L’autorisation d’investissement étranger permet d’acquérir un appartement ou une maison. Elle ne confère ni résidence fiscale, ni résidence passive, ni droit de séjour permanent. Un Français qui achète un bien en Andorre reste fiscalement résident en France tant qu’il n’obtient pas un statut de résidence distinct (résidence active, résidence passive, résidence pour professionnels).
Le statut de résidence passive en Andorre exige un investissement minimum dans le pays, un séjour annuel sur le territoire, et le dépôt d’une caution auprès de l’Autorité financière andorrane. Confondre propriétaire et résident fiscal expose à un double risque : payer l’impôt en France sur les revenus mondiaux tout en s’acquittant des taxes locales en Andorre, sans bénéficier des avantages fiscaux escomptés.

IRNR et charges récurrentes : la fiscalité après l’achat
L’achat n’est que le début de la charge fiscale pour un non-résident. L’Andorre applique un impôt sur le revenu des non-résidents (IRNR) qui s’ajoute à l’impôt foncier local. Si le bien est mis en location, les revenus locatifs sont imposables en Andorre. Si le bien reste inoccupé, certaines paroisses appliquent des taxes spécifiques sur les logements vacants.
Les charges de copropriété, l’entretien hivernal (déneigement, chauffage collectif dans certaines résidences) et les assurances locales complètent le poste de dépenses récurrentes. Un acheteur français habitué aux charges de copropriété hexagonales peut sous-estimer le coût de maintenance d’un bien en altitude.
La combinaison IRNR, taxe foncière locale et charges courantes doit figurer dans toute simulation de rentabilité. Un rendement locatif brut attractif peut se réduire fortement une fois ces postes déduits.
Achat immobilier en Andorre pour un Français : les vérifications avant de signer
Trois points de contrôle séparent un investissement sécurisé d’un projet à risque :
- Le certificat d’habitabilité du bien, obligatoire pour toute transaction, garantit que le logement respecte les normes andorranes. Son absence rend la vente contestable et complique l’obtention d’un prêt bancaire local.
- L’ouverture d’un compte bancaire en Andorre, nécessaire pour un non-résident, implique des vérifications de conformité (KYC) qui peuvent prendre plusieurs semaines. Les banques andorranes appliquent des critères stricts sur l’origine des fonds.
- Le recours à un notaire andorran (batlle) est obligatoire. Son rôle diffère de celui du notaire français : il authentifie l’acte mais ne vérifie pas systématiquement la conformité urbanistique du bien. Un audit juridique indépendant reste recommandé.

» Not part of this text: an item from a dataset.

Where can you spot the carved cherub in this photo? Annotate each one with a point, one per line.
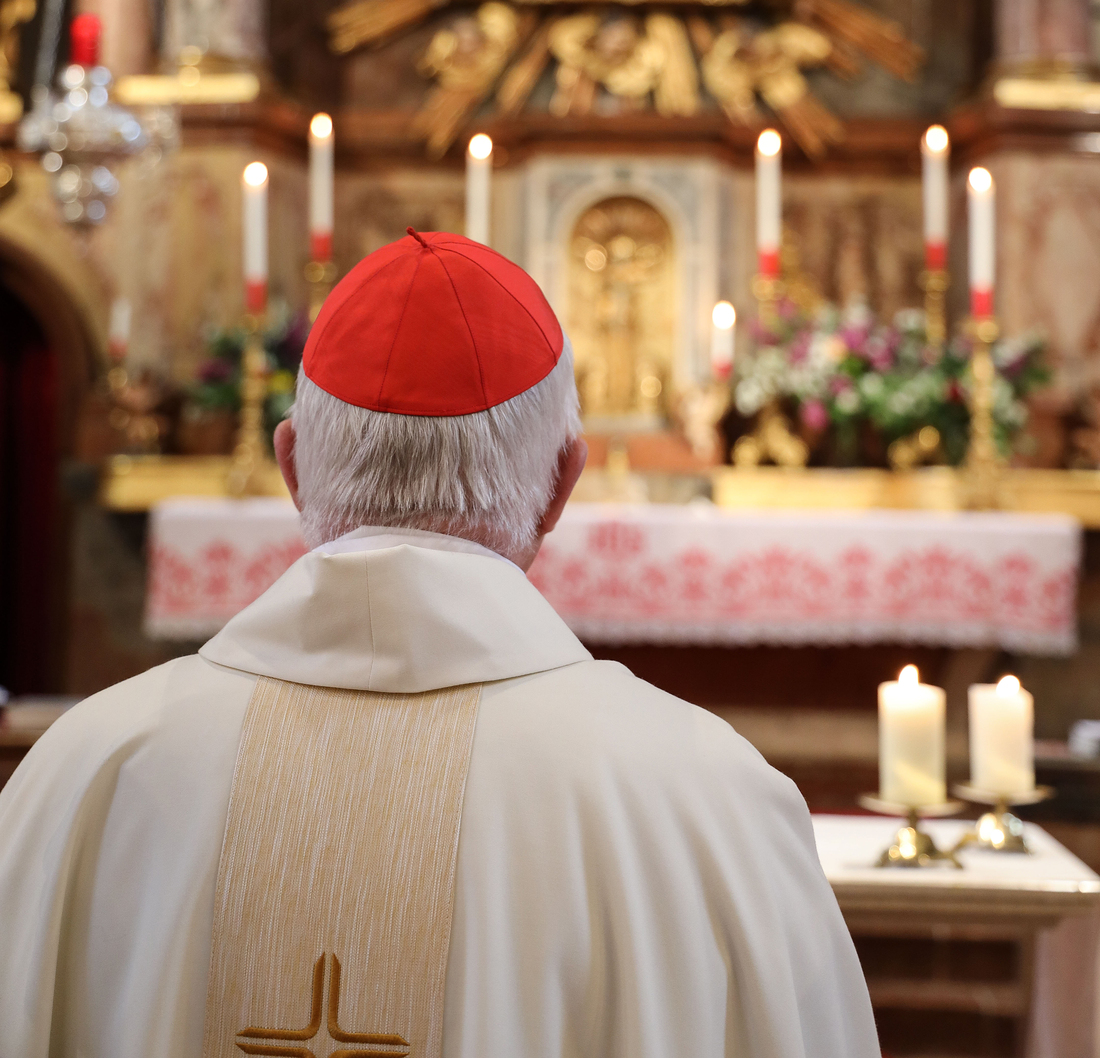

Le marché immobilier andorran reste de taille réduite par rapport au marché français, ce qui limite la liquidité en cas de revente. Un bien acheté dans une paroisse moins prisée peut mettre des mois à trouver preneur. L’attractivité fiscale de l’Andorre ne compense pas un mauvais emplacement, surtout si les règles d’investissement étranger continuent de se durcir.